We still need to figure out why though, that it’s intermediate risk population. One hypothesis is that this intermediate risk group had more prior cytoreductive nephrectomy. 70% of those patients had cytoreductive nephrectomy in comparison to 44% in a poor risk group. And so there may still be some role for cytoreductive nephrectomy with our current standard of care. And at Columbia, we do have a trial looking at cabo/nivo and cytoreductive nephrectomy, and so hopefully that may shed some light and add some data to this story.

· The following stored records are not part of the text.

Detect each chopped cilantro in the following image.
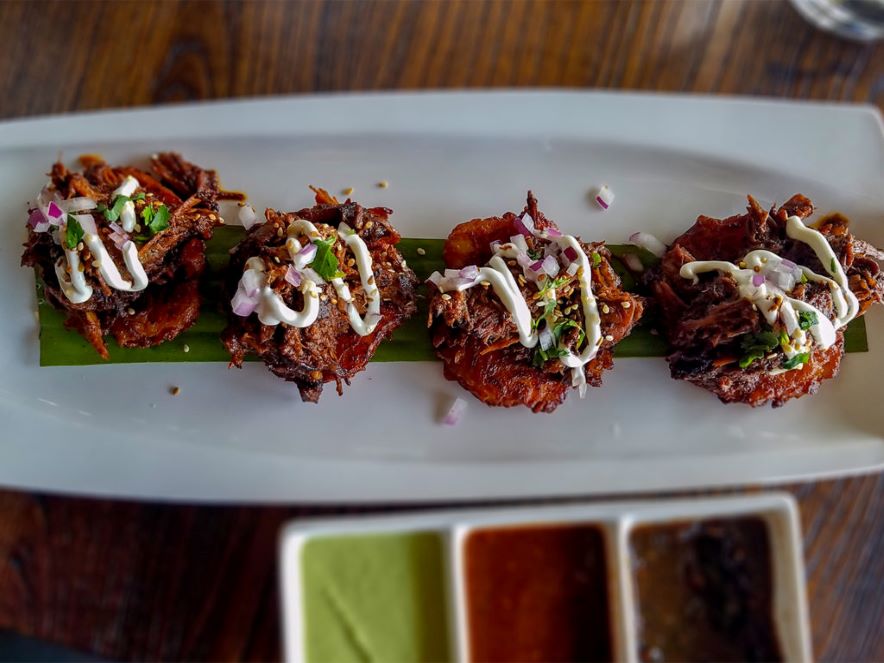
[141,205,153,227]
[780,329,791,348]
[64,214,86,251]
[739,331,780,368]
[538,276,571,295]
[98,196,130,221]
[141,205,172,235]
[533,345,568,368]
[783,352,810,371]
[310,237,344,281]
[553,318,586,348]
[798,311,819,331]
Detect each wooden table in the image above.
[0,0,884,660]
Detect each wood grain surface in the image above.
[0,0,884,661]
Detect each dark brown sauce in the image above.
[464,525,612,663]
[630,517,782,662]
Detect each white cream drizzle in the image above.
[55,175,148,304]
[679,216,859,373]
[432,233,602,393]
[244,219,381,336]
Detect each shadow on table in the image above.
[0,631,104,663]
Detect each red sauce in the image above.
[464,525,612,663]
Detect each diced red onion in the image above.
[515,212,535,237]
[623,253,645,272]
[442,398,467,426]
[543,256,560,276]
[74,214,98,235]
[285,265,301,288]
[236,205,260,230]
[595,184,614,210]
[46,200,64,223]
[230,288,258,318]
[629,232,666,258]
[543,242,562,258]
[58,196,97,214]
[301,267,325,285]
[460,265,479,281]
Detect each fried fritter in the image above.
[22,152,223,359]
[428,192,644,412]
[222,189,417,403]
[647,194,884,407]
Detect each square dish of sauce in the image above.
[462,523,613,663]
[630,517,783,663]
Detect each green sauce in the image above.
[301,532,450,663]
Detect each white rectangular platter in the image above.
[0,91,884,502]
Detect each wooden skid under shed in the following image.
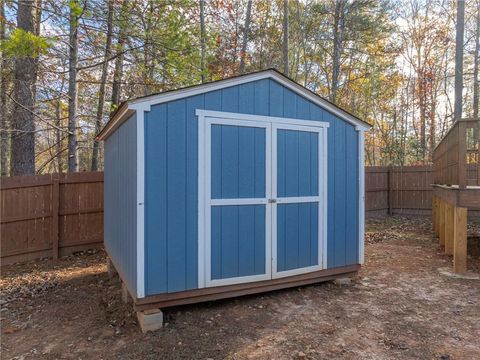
[132,265,360,311]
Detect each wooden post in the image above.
[52,177,60,259]
[387,166,393,215]
[436,197,441,238]
[438,199,445,246]
[453,207,467,274]
[445,203,455,255]
[458,121,467,189]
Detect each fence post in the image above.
[387,166,393,215]
[52,175,60,259]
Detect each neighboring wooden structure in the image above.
[0,172,103,265]
[432,119,480,273]
[365,166,433,217]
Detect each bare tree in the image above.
[10,0,37,176]
[330,0,347,102]
[200,0,205,83]
[454,0,465,121]
[283,0,289,76]
[68,0,80,172]
[239,0,252,74]
[91,0,113,171]
[0,0,9,176]
[111,0,128,110]
[473,1,480,119]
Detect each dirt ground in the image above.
[0,217,480,360]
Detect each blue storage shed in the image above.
[99,70,369,311]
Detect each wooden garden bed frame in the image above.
[432,119,480,274]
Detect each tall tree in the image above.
[199,0,206,83]
[454,0,465,121]
[110,0,129,111]
[91,0,113,171]
[68,0,83,172]
[0,0,9,176]
[10,0,37,176]
[283,0,289,76]
[473,1,480,119]
[330,0,347,102]
[239,0,252,74]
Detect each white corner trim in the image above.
[358,130,365,264]
[102,70,370,139]
[133,106,150,299]
[197,111,206,289]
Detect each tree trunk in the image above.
[473,1,480,119]
[330,0,345,102]
[283,0,289,76]
[200,0,205,83]
[10,1,37,176]
[0,0,9,176]
[239,0,252,74]
[91,0,113,171]
[110,0,128,111]
[453,0,465,121]
[68,0,79,172]
[55,99,63,173]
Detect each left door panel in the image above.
[205,118,271,286]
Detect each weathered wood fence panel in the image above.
[365,166,433,217]
[0,166,432,265]
[0,172,103,265]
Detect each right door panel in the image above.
[272,125,326,277]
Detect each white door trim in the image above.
[272,123,328,279]
[195,109,329,288]
[197,114,272,288]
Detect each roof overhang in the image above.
[97,69,371,140]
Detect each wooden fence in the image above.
[0,172,103,265]
[0,167,432,265]
[365,166,433,217]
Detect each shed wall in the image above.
[104,114,137,293]
[145,79,359,295]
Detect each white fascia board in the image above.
[358,130,365,264]
[103,70,371,138]
[134,105,150,299]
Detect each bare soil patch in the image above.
[0,217,480,359]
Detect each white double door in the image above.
[199,116,327,287]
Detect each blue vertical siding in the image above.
[145,79,358,295]
[211,125,266,199]
[277,203,319,271]
[104,115,137,293]
[211,205,265,279]
[277,130,318,197]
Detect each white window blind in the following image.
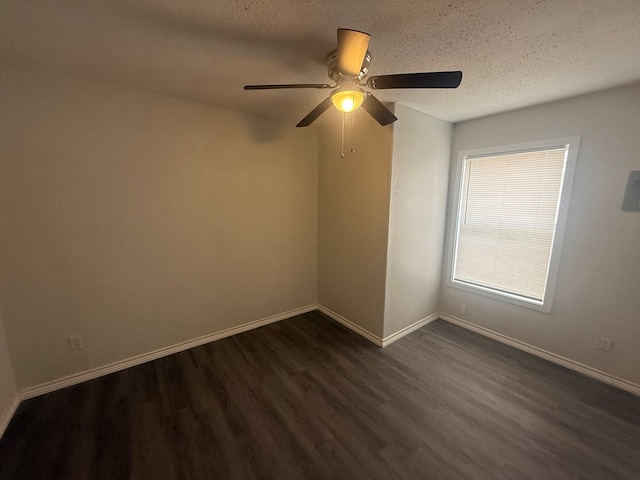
[453,145,568,303]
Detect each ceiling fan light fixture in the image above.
[331,88,365,113]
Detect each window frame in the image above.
[445,135,580,313]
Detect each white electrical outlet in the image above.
[598,336,613,352]
[67,335,82,350]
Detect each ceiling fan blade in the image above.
[244,83,335,90]
[338,28,371,77]
[296,97,331,127]
[362,93,398,126]
[367,71,462,90]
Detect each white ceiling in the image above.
[0,0,640,122]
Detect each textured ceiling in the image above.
[0,0,640,122]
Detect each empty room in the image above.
[0,0,640,480]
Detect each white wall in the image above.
[0,64,317,389]
[0,319,18,437]
[441,85,640,384]
[318,109,393,337]
[384,105,453,337]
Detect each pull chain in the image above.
[351,110,356,153]
[340,112,346,158]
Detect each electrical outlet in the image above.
[598,336,613,352]
[67,335,82,350]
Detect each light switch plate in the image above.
[622,170,640,212]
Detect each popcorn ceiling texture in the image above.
[0,0,640,122]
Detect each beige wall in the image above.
[441,81,640,383]
[0,319,18,437]
[384,105,453,336]
[318,110,393,337]
[0,65,317,388]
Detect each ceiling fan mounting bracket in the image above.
[325,49,371,84]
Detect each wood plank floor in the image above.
[0,312,640,480]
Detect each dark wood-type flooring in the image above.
[0,312,640,480]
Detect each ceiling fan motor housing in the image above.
[325,49,371,84]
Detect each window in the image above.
[449,137,579,312]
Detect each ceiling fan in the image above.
[244,28,462,127]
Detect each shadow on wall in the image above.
[244,113,294,143]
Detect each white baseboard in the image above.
[0,394,20,438]
[318,304,439,348]
[317,304,382,347]
[382,312,440,347]
[439,312,640,395]
[20,304,317,400]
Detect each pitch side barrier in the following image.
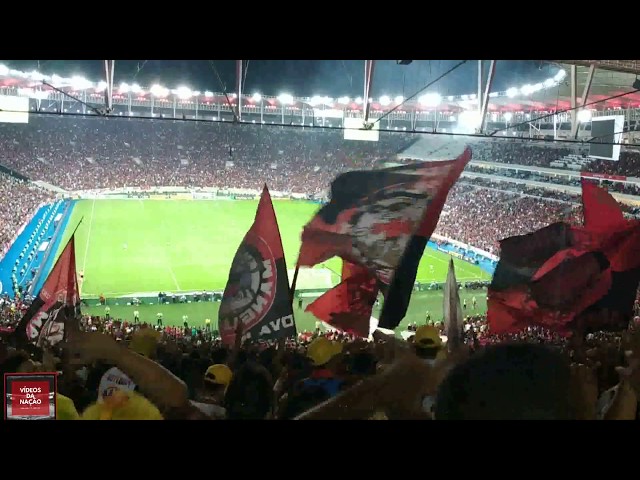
[72,187,316,201]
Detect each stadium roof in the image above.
[0,60,640,112]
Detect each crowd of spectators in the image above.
[435,182,580,255]
[0,173,54,259]
[0,292,640,420]
[0,115,415,194]
[473,140,640,181]
[465,163,640,196]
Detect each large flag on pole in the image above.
[218,185,296,345]
[488,184,640,333]
[305,261,378,338]
[14,235,80,347]
[298,149,471,328]
[442,258,463,352]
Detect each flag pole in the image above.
[289,265,300,307]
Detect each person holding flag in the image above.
[218,184,296,345]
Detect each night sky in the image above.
[0,60,558,97]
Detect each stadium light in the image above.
[71,76,93,90]
[51,74,62,87]
[278,93,293,105]
[520,85,534,95]
[172,87,193,100]
[553,69,567,82]
[418,93,442,107]
[149,83,169,97]
[309,95,322,107]
[28,70,44,82]
[578,110,591,123]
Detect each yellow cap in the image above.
[129,328,161,358]
[307,337,342,367]
[81,390,164,420]
[204,363,233,387]
[413,325,442,348]
[56,393,80,420]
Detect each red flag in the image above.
[582,178,625,230]
[15,235,80,347]
[218,185,296,344]
[298,149,471,328]
[488,217,640,333]
[305,262,378,338]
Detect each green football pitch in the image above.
[57,200,490,327]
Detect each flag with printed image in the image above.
[298,148,471,329]
[218,185,296,345]
[14,235,80,347]
[305,261,378,338]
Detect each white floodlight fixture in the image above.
[71,76,93,90]
[174,87,193,100]
[309,95,322,107]
[278,93,293,105]
[418,93,442,107]
[578,110,591,123]
[520,85,534,95]
[507,87,518,98]
[149,83,169,97]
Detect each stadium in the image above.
[0,61,640,338]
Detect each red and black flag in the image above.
[305,261,378,338]
[488,182,640,333]
[218,185,296,344]
[298,149,471,329]
[14,235,80,347]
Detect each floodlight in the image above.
[578,110,591,123]
[278,93,293,105]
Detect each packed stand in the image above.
[589,150,640,178]
[0,115,415,195]
[465,162,640,196]
[435,183,580,255]
[474,140,640,178]
[0,174,54,258]
[0,296,640,420]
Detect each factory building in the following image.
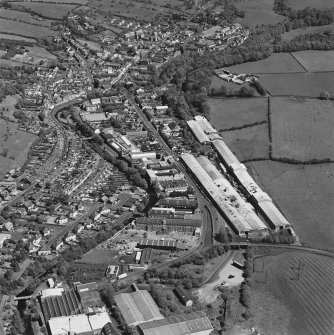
[138,312,213,335]
[181,154,267,236]
[114,290,164,326]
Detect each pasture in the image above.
[270,98,334,161]
[208,98,268,130]
[259,72,334,97]
[282,23,334,41]
[0,8,52,27]
[0,19,55,38]
[289,0,334,9]
[251,252,334,335]
[226,53,305,74]
[292,50,334,72]
[235,0,284,28]
[247,161,334,250]
[0,119,37,178]
[220,123,269,162]
[0,33,37,43]
[15,2,77,20]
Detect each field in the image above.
[236,0,284,28]
[226,53,305,74]
[0,8,52,27]
[0,19,55,38]
[0,33,37,43]
[250,252,334,335]
[282,23,334,41]
[289,0,334,9]
[221,123,269,162]
[208,98,268,130]
[15,2,77,20]
[270,98,334,161]
[292,50,334,72]
[260,72,334,97]
[247,161,334,250]
[0,119,37,178]
[81,249,118,264]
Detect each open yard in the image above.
[221,123,269,162]
[270,97,334,161]
[15,2,77,20]
[0,19,55,38]
[249,252,334,335]
[247,161,334,250]
[226,53,305,73]
[208,98,268,130]
[292,50,334,72]
[236,0,284,28]
[0,119,37,178]
[260,72,334,97]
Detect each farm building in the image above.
[174,286,193,306]
[138,312,213,335]
[41,290,82,320]
[136,217,202,234]
[181,154,267,236]
[114,290,164,326]
[138,238,188,251]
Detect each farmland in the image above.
[0,119,37,177]
[250,252,334,335]
[226,53,305,74]
[0,19,55,38]
[289,0,334,9]
[221,123,269,162]
[0,8,52,27]
[15,2,77,20]
[270,98,334,161]
[208,98,268,129]
[282,23,334,41]
[260,72,334,97]
[236,0,284,28]
[247,161,334,250]
[292,50,334,72]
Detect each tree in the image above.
[319,91,330,100]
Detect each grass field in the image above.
[15,2,77,20]
[221,123,269,162]
[0,19,55,38]
[289,0,334,9]
[260,72,334,97]
[226,53,305,73]
[0,33,37,43]
[270,98,334,161]
[292,50,334,72]
[0,8,52,27]
[81,249,118,264]
[247,161,334,250]
[0,119,37,178]
[236,0,284,28]
[282,23,334,41]
[208,98,268,129]
[250,252,334,335]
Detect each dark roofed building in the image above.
[174,286,193,307]
[138,312,213,335]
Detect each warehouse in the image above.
[138,312,213,335]
[136,217,202,234]
[187,120,210,144]
[181,154,266,236]
[114,290,164,326]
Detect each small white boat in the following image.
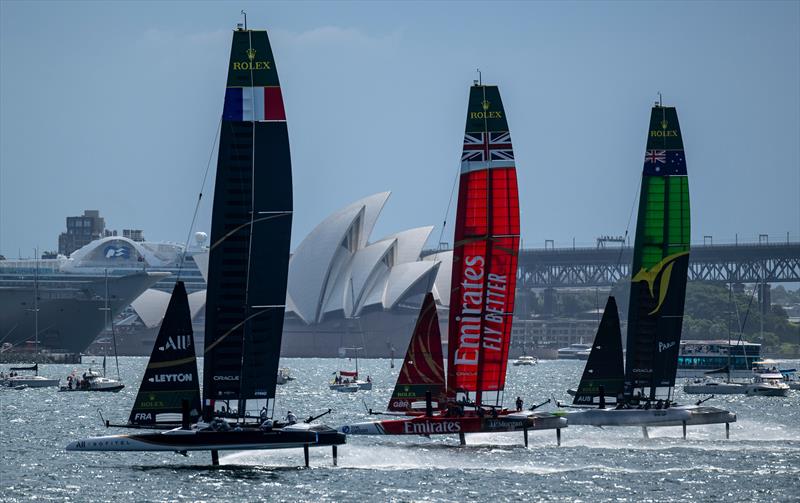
[512,356,539,367]
[328,348,372,393]
[5,375,58,389]
[683,379,747,395]
[328,370,372,393]
[558,344,592,360]
[276,367,294,384]
[0,363,58,389]
[58,369,125,392]
[745,372,789,396]
[781,369,800,390]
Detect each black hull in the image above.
[67,427,345,452]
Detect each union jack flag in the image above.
[461,131,514,162]
[644,150,667,164]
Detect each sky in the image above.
[0,0,800,258]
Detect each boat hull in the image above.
[58,384,125,393]
[338,412,567,435]
[665,405,736,426]
[67,426,345,451]
[744,384,789,396]
[683,383,747,395]
[565,408,691,426]
[4,377,58,388]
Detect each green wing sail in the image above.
[625,105,690,399]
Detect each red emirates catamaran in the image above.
[339,83,567,445]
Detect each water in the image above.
[0,358,800,503]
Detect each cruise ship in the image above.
[0,236,205,353]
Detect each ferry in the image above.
[678,340,761,379]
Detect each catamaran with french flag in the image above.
[339,82,567,445]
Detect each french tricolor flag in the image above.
[222,87,286,121]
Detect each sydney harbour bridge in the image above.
[517,239,800,289]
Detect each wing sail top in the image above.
[203,30,292,406]
[447,85,519,410]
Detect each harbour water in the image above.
[0,357,800,503]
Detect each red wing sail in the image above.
[388,292,444,412]
[447,85,519,405]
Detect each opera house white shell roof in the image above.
[286,192,440,324]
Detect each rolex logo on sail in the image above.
[233,47,272,70]
[469,100,503,119]
[650,119,678,138]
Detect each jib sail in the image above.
[203,30,292,416]
[447,85,519,404]
[572,296,625,405]
[388,292,445,411]
[128,281,201,425]
[625,104,690,400]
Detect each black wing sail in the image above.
[572,296,625,405]
[625,105,690,400]
[128,281,200,425]
[203,30,292,415]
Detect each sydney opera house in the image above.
[283,192,452,357]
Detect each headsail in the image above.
[447,85,519,404]
[203,30,292,416]
[388,292,445,411]
[625,104,690,399]
[128,281,200,425]
[572,296,625,405]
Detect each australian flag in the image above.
[644,150,686,176]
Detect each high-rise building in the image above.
[58,210,106,256]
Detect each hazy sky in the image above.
[0,0,800,257]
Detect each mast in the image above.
[447,82,519,405]
[387,292,445,411]
[572,296,624,405]
[103,269,121,380]
[625,102,690,401]
[203,29,292,417]
[33,248,39,354]
[130,281,200,425]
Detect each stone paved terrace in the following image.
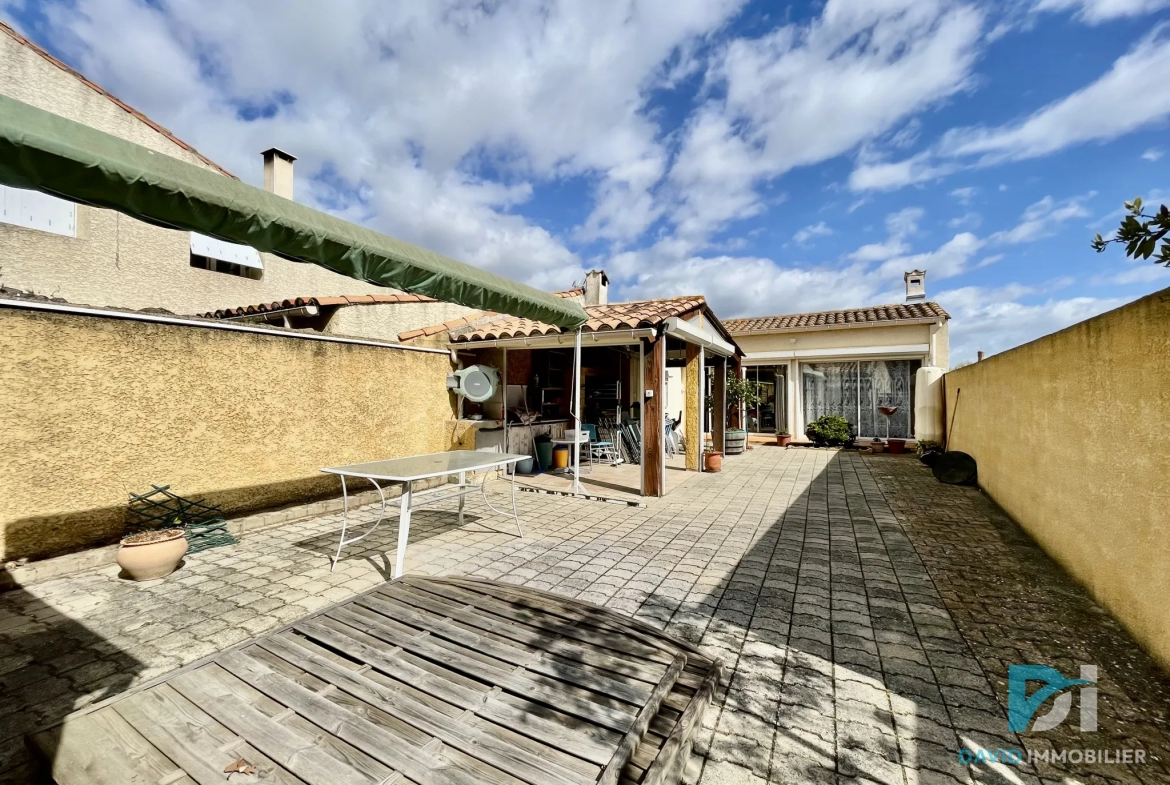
[0,447,1170,785]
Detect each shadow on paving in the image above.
[638,450,1170,785]
[0,588,146,783]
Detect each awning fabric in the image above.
[0,96,586,328]
[191,232,264,270]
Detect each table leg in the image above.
[459,471,467,526]
[512,463,524,537]
[329,474,350,572]
[391,482,411,578]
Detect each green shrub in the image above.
[805,414,853,447]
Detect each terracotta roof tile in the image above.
[198,295,439,319]
[723,302,950,333]
[446,296,706,343]
[0,21,239,179]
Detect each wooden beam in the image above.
[642,336,666,496]
[711,357,728,453]
[728,356,743,428]
[687,344,703,471]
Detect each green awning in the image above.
[0,96,586,328]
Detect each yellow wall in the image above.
[944,289,1170,667]
[0,308,460,559]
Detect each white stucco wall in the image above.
[0,34,416,315]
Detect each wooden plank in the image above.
[110,684,303,785]
[260,636,620,774]
[641,336,666,496]
[32,708,195,785]
[297,618,490,705]
[304,608,636,732]
[407,578,672,667]
[642,662,723,785]
[243,647,597,785]
[598,654,687,785]
[432,578,683,659]
[265,636,620,766]
[393,581,663,686]
[171,665,379,785]
[357,594,653,705]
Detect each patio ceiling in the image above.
[0,96,586,328]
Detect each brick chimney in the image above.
[902,270,927,303]
[585,270,610,305]
[262,147,296,200]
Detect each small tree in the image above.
[1092,197,1170,267]
[727,372,766,425]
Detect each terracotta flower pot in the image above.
[118,529,187,580]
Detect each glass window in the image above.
[800,363,858,432]
[800,360,922,439]
[744,365,787,433]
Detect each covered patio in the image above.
[447,297,742,501]
[0,447,1170,785]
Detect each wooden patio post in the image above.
[711,357,728,453]
[641,336,666,496]
[686,344,703,471]
[728,354,743,428]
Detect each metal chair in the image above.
[581,422,622,466]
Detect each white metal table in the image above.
[322,449,530,578]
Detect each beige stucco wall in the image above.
[944,289,1170,668]
[0,34,411,314]
[0,308,459,559]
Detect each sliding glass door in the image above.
[800,360,922,439]
[744,365,789,434]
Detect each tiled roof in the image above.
[723,302,950,333]
[0,22,239,179]
[199,295,439,319]
[446,296,706,343]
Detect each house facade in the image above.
[724,270,950,439]
[0,22,428,324]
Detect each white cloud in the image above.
[1033,0,1170,25]
[991,191,1095,246]
[668,0,983,242]
[849,26,1170,191]
[951,185,978,205]
[792,221,833,246]
[947,211,983,229]
[937,284,1131,365]
[849,207,925,262]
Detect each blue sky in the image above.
[0,0,1170,361]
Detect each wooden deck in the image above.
[29,577,720,785]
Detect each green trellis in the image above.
[126,486,240,553]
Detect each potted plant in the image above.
[117,521,187,580]
[723,372,764,455]
[805,414,853,447]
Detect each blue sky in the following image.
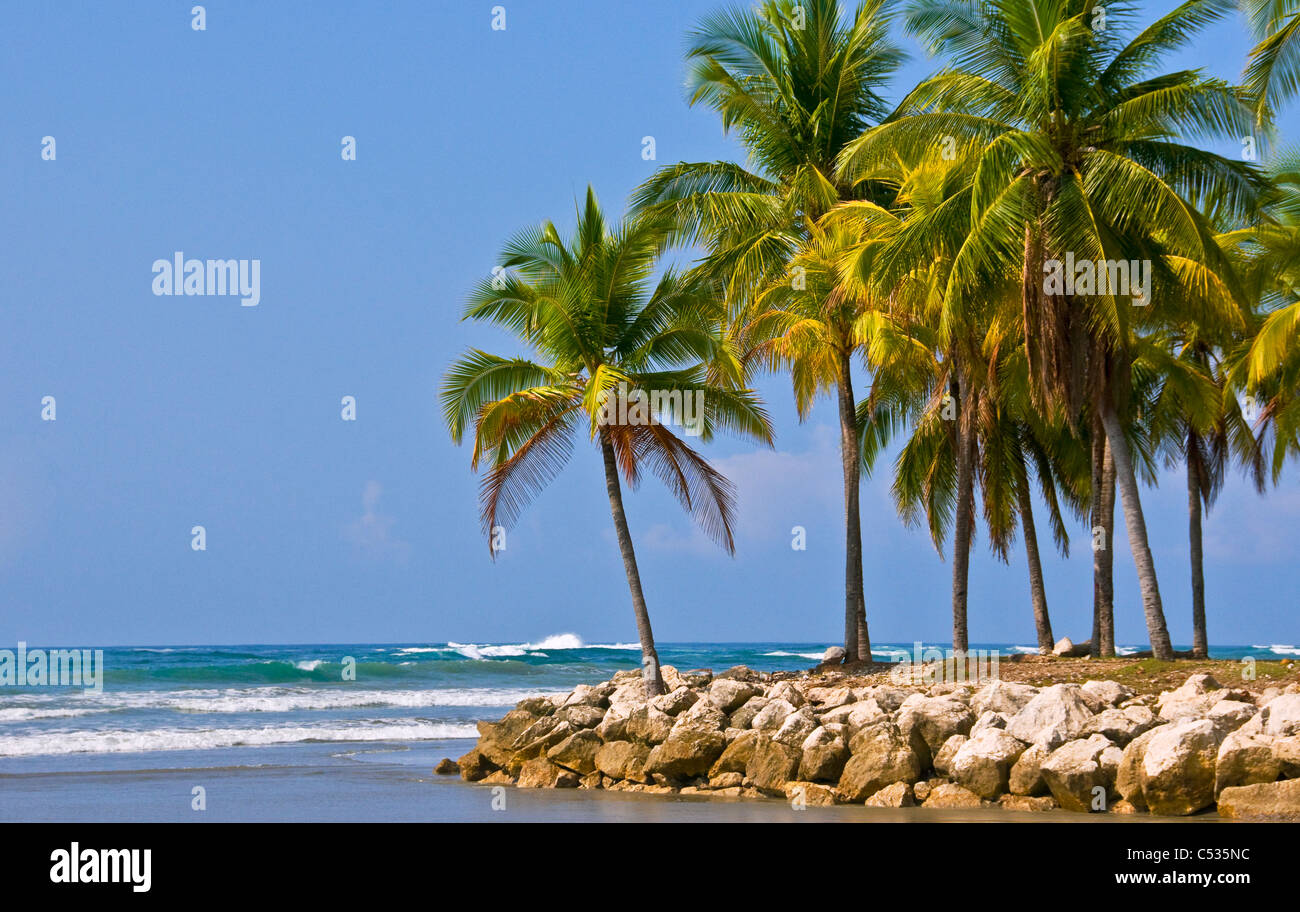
[0,0,1300,644]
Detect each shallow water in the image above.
[0,634,1268,821]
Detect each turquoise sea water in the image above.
[0,634,1284,820]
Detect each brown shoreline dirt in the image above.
[772,655,1300,695]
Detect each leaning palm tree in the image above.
[842,0,1266,659]
[634,0,902,661]
[442,188,772,695]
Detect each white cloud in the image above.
[343,479,411,564]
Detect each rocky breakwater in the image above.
[438,666,1300,818]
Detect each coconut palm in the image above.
[1242,0,1300,123]
[634,0,902,661]
[442,188,771,694]
[842,0,1265,659]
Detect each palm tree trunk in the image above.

In addition to that, there was a post hoc analysis looking at biomarkers of response in CheckMate 9ER, either updated results from CheckMate 9ER cabo/nivo, and the biomarker data really showed that we still have more work to do. So looking at our prior biomarkers, CD8 T-cell subsets, looking at CD8 T-cells topology, looking at gene expression analysis, really none of these biomarkers panned out. And so we really do have more work to do as a field and perhaps this next generation imaging may be a good biomarker of response for some of our patients.

Scott Tagawa:

Yah, you know, I think when I look, so a lot of what I’ve done in terms of research is looking at cell surface targeting. And I’ve looked at the timeline for CA9, it’s very similar to PSMA, and I’ve spent decades and then finally something becomes validated. This is not yet approved, but I think there are many useful potentials including workup of renal masses. Is it a lipid-poor AML or is it a clear cell renal cell carcinoma?

Karie Runcie:


Scott Tagawa:

That, I think, can help. And the next step could be therapeutic as well to target that.

Karie Runcie:

Yeah, therapeutic. Just like PSMA PET.

Scott Tagawa:

It’s nice that we have all sorts of different combinations of IO, IO-IO or IO-VEGF. Now, we have Hif, but having another mechanism of action I think would be exciting for the field.

Karie Runcie:


Scott Tagawa:

Well, I would say it’s definitely been enjoyable. I don’t know that this is a record attendance, but nearly 6,000, seems to me that it’s nearly record attendance, combined online as well as in person. For those of you that didn’t make it to the meeting, we can tell you that for many of the sessions, all the seats are full. So it’s I think a combination of wanting camaraderie, scientific discussions, as well as exciting new data that we can take in today and bring to the clinic tomorrow to help our patients. So thank you very much for your attention.